Kol réga’ – Meïr Shalem
Une vigilance accrue est observée à la frontière de la bande de Gaza à l’approche d’une série de manifestations de masse contre le Hamas, prévues pour demain (vendredi) à travers la bande de Gaza sous le slogan de la « Révolution du 26 juin ».
Selon les informations de i24, la division de Gaza se prépare à l’éventualité où cette contestation, dirigée contre le pouvoir du Hamas, n’entraîne des développements inhabituels sur le terrain. L’armée israélienne relève son niveau d’alerte et suit de près les appels lancés ces derniers jours sur les réseaux sociaux et par des militants gazaouis.

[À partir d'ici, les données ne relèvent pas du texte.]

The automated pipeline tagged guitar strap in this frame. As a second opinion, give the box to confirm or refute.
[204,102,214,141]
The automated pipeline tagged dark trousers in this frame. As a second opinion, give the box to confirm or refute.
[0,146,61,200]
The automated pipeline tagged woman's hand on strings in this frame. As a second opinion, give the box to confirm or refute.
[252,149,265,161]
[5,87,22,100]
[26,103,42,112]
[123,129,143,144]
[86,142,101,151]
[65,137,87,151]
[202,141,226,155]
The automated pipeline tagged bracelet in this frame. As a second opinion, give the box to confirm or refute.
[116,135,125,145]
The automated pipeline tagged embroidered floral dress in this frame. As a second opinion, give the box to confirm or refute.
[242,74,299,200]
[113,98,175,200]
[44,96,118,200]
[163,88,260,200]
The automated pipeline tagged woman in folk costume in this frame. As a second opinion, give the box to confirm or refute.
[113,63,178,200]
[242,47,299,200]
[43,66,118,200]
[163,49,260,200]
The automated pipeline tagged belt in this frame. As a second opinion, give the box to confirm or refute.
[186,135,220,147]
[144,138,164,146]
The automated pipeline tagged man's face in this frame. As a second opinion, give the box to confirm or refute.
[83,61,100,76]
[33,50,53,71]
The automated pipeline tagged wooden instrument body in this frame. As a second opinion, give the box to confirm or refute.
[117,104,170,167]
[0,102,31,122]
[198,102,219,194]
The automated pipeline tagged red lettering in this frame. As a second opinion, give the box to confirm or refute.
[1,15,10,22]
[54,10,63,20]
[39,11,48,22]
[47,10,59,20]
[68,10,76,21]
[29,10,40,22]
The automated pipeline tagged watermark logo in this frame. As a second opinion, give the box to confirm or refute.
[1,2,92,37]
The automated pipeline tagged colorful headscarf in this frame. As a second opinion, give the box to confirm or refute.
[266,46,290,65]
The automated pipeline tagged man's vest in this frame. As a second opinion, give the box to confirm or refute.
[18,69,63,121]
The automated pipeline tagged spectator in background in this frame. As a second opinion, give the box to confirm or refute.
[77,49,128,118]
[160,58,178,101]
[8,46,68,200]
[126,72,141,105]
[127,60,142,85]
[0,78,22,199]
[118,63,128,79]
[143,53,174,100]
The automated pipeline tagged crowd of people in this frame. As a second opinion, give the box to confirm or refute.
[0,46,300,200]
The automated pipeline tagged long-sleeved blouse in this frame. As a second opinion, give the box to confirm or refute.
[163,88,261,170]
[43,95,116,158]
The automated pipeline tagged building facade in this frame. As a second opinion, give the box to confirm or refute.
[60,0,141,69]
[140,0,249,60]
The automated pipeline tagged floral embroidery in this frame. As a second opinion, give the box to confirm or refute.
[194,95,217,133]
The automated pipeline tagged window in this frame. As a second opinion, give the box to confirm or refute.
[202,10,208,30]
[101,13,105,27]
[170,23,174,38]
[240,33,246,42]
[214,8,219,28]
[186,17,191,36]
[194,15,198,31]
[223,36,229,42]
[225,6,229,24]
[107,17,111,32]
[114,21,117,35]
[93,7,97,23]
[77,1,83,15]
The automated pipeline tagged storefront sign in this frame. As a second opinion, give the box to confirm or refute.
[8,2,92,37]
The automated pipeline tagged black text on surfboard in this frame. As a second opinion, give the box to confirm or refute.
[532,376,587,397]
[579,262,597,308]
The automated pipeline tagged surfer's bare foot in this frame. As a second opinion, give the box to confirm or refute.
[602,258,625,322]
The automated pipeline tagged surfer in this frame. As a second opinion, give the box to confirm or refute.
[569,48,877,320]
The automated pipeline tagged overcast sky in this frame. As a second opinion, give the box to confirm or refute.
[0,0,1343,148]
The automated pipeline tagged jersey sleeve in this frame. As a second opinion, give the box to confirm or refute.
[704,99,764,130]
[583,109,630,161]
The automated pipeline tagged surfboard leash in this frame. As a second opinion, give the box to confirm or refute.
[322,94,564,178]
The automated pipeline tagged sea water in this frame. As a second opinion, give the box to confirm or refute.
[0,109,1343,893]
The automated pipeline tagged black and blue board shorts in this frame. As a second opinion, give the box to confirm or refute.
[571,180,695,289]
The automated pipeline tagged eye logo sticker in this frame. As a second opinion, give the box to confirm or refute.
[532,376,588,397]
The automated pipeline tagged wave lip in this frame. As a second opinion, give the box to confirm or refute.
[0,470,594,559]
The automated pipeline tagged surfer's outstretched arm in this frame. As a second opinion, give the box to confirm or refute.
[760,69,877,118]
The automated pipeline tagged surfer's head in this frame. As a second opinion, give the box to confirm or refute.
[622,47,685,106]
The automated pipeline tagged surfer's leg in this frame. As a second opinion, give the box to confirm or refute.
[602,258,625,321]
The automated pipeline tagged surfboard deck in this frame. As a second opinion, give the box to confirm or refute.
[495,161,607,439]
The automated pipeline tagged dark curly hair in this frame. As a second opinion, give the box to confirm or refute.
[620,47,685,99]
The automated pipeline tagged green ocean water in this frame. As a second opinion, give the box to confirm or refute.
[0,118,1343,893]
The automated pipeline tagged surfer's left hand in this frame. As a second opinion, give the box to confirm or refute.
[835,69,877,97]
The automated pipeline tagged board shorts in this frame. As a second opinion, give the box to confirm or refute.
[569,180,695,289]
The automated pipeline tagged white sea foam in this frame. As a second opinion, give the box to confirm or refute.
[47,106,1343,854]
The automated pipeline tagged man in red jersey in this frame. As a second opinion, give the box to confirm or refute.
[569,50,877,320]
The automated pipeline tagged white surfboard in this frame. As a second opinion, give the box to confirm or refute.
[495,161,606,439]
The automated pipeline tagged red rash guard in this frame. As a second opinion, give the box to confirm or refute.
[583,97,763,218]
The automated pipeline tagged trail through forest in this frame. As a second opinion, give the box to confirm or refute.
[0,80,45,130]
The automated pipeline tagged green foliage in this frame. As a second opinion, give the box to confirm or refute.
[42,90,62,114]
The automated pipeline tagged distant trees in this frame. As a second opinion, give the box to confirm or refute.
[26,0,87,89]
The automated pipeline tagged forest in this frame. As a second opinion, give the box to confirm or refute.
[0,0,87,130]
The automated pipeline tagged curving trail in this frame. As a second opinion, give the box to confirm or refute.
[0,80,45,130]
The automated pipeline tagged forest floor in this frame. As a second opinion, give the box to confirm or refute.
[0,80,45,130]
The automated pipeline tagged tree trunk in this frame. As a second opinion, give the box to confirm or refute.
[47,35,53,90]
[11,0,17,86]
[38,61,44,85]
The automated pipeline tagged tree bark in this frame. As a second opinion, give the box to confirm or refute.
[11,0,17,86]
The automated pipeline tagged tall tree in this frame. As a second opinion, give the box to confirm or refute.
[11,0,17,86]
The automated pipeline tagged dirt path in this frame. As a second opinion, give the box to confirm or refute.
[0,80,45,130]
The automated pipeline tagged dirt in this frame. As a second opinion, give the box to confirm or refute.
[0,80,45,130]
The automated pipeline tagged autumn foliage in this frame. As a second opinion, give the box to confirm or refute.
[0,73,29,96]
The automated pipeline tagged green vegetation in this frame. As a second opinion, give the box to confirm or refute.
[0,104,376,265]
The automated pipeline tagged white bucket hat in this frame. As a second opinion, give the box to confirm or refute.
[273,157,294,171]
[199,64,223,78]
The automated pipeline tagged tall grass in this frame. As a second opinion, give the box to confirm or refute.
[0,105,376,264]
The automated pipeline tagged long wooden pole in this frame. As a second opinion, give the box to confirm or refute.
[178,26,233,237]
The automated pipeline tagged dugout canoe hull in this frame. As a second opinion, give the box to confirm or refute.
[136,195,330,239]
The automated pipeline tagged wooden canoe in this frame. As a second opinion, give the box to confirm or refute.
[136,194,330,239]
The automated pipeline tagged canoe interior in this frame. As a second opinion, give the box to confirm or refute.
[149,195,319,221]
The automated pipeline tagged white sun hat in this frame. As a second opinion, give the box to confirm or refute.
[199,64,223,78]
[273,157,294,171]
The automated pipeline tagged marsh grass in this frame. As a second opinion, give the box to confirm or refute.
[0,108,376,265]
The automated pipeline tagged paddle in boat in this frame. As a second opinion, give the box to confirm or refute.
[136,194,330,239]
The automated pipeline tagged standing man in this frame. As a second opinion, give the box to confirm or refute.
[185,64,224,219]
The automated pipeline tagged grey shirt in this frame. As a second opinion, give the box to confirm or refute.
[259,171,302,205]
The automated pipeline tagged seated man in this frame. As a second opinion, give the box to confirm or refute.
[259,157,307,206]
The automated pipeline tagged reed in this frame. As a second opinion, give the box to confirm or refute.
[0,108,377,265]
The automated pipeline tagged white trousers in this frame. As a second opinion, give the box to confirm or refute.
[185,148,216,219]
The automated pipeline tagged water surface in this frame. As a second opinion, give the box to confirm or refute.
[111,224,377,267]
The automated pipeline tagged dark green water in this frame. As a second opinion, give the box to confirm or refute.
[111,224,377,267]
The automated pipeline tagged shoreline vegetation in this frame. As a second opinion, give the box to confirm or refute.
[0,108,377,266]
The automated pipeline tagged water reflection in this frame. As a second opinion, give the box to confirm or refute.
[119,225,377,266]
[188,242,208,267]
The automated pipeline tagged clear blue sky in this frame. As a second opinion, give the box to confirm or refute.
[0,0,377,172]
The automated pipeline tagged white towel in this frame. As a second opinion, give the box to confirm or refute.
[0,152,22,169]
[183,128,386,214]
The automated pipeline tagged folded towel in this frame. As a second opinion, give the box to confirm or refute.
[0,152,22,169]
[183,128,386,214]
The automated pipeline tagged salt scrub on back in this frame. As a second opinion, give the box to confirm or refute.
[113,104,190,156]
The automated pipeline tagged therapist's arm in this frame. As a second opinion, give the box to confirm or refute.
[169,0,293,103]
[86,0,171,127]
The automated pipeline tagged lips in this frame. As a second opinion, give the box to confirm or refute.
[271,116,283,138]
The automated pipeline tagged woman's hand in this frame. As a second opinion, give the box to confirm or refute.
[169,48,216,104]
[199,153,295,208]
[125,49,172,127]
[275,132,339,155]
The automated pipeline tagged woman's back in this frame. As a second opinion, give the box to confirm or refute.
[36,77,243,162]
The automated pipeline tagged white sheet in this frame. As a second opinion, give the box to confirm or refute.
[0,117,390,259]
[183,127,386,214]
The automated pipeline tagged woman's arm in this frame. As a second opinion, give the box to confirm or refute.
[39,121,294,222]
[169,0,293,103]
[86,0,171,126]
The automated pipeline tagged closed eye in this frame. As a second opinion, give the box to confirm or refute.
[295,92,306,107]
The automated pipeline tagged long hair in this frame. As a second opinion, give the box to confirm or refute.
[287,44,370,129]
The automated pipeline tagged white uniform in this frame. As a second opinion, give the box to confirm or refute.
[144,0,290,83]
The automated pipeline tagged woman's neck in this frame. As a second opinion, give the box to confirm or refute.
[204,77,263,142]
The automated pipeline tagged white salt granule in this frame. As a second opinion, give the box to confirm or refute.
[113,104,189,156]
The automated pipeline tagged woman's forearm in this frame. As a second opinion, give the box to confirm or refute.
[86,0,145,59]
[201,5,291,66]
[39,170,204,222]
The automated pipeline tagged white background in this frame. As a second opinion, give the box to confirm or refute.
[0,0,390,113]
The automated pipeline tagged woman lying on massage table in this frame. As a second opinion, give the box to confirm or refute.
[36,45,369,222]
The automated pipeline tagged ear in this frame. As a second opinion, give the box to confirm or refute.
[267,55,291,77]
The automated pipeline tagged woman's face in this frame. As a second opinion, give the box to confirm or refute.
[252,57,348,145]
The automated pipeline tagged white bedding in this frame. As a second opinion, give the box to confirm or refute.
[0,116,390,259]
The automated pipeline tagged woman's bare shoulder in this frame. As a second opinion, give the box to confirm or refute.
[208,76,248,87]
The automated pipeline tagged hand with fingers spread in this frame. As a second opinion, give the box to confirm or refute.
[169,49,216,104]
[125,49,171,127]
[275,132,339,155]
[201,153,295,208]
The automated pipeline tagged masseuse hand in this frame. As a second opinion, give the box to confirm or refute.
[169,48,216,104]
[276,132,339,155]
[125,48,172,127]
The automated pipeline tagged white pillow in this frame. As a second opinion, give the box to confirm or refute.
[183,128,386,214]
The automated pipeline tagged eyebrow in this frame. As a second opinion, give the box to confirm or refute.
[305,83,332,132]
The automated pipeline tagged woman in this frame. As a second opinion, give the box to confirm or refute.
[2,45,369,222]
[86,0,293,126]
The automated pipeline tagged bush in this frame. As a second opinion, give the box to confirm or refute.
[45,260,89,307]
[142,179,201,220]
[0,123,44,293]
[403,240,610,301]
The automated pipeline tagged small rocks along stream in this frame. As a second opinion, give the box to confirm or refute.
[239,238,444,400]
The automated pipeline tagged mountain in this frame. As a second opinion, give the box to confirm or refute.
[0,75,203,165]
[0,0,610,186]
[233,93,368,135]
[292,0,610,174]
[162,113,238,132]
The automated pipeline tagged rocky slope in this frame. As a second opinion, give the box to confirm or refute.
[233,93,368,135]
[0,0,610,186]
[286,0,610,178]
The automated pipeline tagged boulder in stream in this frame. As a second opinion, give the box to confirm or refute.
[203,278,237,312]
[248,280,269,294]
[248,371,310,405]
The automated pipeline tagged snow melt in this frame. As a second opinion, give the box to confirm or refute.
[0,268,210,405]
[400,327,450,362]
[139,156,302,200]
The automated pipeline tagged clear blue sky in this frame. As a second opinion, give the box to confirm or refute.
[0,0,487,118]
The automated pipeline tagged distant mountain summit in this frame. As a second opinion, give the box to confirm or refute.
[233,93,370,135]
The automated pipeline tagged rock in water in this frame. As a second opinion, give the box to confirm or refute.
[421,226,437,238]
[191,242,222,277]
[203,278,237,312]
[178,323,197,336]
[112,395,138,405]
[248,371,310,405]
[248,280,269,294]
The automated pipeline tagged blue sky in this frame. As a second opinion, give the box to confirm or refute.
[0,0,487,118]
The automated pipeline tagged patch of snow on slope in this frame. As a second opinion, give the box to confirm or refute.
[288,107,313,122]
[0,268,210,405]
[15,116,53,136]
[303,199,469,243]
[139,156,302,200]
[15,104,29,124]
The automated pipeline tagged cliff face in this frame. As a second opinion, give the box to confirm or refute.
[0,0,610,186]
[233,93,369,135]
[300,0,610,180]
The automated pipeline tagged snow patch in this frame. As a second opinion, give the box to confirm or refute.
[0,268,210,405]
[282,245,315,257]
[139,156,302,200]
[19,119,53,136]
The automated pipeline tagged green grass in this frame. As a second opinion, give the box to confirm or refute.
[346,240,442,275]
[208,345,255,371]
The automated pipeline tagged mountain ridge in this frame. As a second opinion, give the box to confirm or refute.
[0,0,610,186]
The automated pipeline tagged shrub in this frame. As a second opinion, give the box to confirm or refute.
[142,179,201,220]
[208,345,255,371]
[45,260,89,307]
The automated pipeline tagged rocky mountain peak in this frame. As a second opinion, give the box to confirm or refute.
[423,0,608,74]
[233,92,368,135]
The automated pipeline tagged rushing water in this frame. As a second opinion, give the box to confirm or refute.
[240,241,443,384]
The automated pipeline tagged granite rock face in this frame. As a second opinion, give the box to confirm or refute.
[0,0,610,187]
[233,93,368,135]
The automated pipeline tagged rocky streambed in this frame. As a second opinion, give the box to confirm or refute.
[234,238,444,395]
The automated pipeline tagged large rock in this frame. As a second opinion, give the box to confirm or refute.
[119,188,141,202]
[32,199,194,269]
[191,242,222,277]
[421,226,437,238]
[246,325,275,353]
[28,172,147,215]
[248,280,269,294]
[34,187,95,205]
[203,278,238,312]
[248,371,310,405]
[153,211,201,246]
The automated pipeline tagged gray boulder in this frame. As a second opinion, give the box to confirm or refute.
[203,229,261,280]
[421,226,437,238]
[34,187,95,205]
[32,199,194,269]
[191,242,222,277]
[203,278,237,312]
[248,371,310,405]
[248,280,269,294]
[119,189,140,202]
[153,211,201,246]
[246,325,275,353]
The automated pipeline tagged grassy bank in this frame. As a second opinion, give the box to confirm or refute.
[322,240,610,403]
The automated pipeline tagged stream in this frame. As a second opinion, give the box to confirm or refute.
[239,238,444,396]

Au sein de l’appareil sécuritaire, on estime que le Hamas pourrait se retrouver confronté à une colère publique exceptionnelle. Les autorités examinent donc la possibilité que l’organisation tente de détourner l’attention de cette contestation interne en provoquant des frictions avec Israël.
Parmi les scénarios examinés lors des évaluations de la situation : des tentatives de diriger les manifestants vers la frontière, la création de foyers d’affrontements près de la ligne jaune, ou encore l’infiltration de militants du Hamas au sein des rassemblements afin de réorienter la colère populaire. Une source sécuritaire proche du dossier a indiqué : « Les manifestations semblent authentiques — mais il est impossible de savoir ce qui va réellement se passer. »
Les manifestations prévues sont considérées comme un événement particulièrement rare dans la bande de Gaza, où le Hamas dirige d’une main de fer depuis des années. Le simple fait d’appeler à des manifestations de grande envergure contre l’organisation suscite un vif intérêt de la part de l’appareil sécuritaire, qui surveille la situation par crainte que les événements ne dérapent rapidement vers des directions imprévues.
En Israël, on est conscient que les prochaines heures pourraient constituer un test majeur pour le Hamas face à la rue gazaouie — mais aussi pour les forces de Tsahal à la frontière, qui se déploient face à la possibilité que la protestation contre l’organisation ne se transforme en peu de temps en un incident sécuritaire explosif.